China Concerned Over Global Effect of New Greek Debt Crisis
China appears to be concerned that a new Greek Debt crisis could lead to a new global financial crisis and even collapse the Eurozone which would have a huge impact on China. These concerns are expressed in a commentary entitled "A Greek Crisis Could Impact China's Market" published in Global Times on Feb. 22, by Prof. Liang Haiming, chief economist of China Silk Road Valley Research Institute, a Guangzhou-based think tank. While his analysis might be flawed, he expresses real concern for the possibility of a major crisis, if not the collapse of the Eurozone, if the Europeans don't change their policies.
Liang writes that while everyone is preoccupied by President Donald Trump's Tweets, there are
"hidden dangers from Europe, especially regarding the Greek debt problem or even a fresh outbreak of Greece debt crisis, which could impact countries across the globe, including China."
After reviewing the unsustainability of the Greek debt which could reach 200% of GDP with zero chance of the collapsing Greek economy "growing" out of the crisis as Greece's creditors assert, he writes, "Greece's debt issue has become a major hazard for this year's global financial markets." Furthermore if countries decide to leave the Eurozone it
"would push the euro to the verge of collapse. Letting the euro fall to pieces would further hit international financial markets, including China."
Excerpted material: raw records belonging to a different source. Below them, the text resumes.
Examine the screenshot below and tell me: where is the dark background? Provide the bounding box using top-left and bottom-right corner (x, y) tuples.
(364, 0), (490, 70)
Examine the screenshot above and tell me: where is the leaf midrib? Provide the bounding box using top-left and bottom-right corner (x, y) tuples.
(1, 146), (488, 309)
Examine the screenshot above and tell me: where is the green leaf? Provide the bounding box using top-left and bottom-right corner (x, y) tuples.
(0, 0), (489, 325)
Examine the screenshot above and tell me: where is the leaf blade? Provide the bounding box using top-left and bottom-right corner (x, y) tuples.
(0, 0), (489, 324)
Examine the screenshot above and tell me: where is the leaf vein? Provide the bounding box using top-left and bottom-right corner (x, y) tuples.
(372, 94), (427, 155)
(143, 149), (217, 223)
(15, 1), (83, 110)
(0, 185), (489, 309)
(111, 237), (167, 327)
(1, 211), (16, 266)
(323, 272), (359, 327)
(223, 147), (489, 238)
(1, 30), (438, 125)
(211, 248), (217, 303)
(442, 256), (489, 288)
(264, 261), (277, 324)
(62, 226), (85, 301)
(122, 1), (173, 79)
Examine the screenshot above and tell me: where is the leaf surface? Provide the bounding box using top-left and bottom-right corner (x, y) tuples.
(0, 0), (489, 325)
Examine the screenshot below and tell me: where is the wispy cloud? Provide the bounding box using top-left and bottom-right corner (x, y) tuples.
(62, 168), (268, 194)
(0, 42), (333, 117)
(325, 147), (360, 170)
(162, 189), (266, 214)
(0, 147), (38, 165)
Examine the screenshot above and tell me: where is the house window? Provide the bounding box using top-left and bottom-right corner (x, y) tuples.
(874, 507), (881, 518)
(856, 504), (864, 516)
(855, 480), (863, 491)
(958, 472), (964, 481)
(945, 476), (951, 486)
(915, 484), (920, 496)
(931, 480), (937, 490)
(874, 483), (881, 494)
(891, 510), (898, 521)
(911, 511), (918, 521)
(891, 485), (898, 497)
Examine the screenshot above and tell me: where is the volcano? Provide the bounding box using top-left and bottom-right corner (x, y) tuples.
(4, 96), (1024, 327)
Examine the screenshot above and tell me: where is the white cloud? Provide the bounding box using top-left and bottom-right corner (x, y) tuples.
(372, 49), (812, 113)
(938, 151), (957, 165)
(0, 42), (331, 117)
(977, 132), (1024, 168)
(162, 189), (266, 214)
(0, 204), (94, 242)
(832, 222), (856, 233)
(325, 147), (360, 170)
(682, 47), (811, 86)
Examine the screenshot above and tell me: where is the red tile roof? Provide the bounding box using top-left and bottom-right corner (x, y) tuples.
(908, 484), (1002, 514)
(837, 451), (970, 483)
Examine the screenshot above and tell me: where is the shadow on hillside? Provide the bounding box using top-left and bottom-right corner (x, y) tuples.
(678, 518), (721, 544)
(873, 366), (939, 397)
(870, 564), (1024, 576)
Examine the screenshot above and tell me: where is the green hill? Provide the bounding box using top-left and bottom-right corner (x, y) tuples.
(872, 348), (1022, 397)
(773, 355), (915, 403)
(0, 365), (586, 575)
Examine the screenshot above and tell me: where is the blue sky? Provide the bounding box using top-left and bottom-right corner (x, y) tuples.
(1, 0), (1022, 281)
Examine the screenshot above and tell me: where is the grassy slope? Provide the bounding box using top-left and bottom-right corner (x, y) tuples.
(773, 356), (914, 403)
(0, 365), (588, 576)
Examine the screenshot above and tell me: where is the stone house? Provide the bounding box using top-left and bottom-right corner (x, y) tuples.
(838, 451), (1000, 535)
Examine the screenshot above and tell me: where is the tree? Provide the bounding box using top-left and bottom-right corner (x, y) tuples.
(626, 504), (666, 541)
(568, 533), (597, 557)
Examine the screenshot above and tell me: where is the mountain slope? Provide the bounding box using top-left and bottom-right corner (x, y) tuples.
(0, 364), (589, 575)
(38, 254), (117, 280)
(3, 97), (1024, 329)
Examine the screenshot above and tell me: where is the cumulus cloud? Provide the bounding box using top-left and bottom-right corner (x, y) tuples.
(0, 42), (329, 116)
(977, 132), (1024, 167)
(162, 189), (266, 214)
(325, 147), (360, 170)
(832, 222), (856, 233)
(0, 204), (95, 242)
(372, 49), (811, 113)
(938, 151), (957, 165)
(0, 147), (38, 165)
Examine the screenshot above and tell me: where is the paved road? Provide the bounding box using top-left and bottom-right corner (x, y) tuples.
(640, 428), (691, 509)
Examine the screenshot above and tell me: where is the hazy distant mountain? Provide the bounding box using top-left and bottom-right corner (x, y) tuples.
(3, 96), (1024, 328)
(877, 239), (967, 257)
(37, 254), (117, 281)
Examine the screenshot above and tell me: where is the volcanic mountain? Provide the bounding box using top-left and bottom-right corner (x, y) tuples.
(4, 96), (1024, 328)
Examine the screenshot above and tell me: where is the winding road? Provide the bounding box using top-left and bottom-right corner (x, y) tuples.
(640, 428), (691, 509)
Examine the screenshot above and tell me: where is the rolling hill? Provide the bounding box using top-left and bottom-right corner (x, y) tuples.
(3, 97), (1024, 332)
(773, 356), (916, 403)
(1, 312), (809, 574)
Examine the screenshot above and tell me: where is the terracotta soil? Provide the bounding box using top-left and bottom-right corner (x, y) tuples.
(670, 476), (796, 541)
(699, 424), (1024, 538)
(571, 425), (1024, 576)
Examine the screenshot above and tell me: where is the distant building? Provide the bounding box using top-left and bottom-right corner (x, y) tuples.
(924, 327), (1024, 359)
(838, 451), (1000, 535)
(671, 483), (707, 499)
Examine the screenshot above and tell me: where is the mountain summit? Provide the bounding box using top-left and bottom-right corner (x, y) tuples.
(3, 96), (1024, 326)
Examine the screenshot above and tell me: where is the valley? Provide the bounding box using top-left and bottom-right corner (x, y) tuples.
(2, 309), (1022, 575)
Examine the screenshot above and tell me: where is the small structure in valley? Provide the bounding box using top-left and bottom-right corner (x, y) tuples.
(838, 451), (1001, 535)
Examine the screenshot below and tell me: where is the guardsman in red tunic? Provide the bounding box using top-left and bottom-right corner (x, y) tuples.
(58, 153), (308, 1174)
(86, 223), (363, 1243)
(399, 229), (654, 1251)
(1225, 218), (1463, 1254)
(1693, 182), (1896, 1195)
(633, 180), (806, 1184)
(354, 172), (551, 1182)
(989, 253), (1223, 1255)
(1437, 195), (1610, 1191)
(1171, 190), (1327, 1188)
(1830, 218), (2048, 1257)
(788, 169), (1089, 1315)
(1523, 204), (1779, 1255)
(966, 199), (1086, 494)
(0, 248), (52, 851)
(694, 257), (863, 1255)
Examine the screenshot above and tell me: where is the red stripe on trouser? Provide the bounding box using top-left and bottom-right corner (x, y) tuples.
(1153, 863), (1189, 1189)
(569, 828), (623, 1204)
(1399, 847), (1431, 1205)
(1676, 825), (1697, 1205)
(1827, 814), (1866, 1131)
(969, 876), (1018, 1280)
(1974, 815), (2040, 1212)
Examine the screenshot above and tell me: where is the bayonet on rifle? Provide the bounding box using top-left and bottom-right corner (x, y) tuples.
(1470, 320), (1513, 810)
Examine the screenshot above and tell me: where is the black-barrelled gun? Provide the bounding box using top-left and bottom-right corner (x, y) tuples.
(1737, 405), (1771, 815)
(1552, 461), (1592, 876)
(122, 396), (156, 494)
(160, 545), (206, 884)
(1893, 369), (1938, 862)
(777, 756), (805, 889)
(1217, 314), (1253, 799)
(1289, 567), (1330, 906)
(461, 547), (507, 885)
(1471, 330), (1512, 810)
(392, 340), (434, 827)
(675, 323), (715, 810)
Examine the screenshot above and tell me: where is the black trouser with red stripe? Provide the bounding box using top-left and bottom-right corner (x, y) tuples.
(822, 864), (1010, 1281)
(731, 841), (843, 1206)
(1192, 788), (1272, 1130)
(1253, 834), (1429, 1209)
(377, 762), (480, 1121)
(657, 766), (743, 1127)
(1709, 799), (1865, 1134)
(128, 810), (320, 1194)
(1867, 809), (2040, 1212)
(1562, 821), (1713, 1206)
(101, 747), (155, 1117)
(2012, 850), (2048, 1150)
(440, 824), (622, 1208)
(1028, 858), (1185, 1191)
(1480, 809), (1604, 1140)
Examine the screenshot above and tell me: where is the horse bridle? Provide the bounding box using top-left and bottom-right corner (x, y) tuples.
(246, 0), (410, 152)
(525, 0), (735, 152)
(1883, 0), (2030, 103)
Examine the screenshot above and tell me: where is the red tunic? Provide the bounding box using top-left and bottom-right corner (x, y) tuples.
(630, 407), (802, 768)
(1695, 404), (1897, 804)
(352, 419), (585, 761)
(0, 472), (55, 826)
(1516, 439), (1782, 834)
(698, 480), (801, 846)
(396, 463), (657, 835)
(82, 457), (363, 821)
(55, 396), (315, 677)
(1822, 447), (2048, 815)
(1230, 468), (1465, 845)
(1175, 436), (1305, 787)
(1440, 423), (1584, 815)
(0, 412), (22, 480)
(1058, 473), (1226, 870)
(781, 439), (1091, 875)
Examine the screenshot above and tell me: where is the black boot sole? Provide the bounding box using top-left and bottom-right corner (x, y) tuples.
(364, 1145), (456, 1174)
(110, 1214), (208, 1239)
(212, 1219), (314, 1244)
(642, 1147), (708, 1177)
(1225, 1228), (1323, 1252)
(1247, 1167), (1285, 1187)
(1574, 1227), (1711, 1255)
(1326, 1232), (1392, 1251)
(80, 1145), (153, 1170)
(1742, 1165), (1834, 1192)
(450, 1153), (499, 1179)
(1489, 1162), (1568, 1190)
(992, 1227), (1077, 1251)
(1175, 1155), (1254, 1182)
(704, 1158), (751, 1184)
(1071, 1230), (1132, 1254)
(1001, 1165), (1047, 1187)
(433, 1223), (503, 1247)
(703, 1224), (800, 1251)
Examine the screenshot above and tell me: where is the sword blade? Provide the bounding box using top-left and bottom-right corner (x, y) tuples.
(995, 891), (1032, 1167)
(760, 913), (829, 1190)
Liang fears the Europeans would deal with the crisis by
"introducing negative interest rates and quantitative easing, leaving the unresolved problems for Europe's next generation." Given the fact that QE has failed both in the U.S. and Japan, "the money-printing method in the EU would put the euro in a perilous state."
He also warned that if the Eurozone splits between Germany and the other northern countries and the south, or the countries in the south are forced to adopt their own currencies, it could also induce unforeseen "financial shocks into the global markets" which will affect China, as well as other nations.
"Hence we need to think and take precautions," he warns.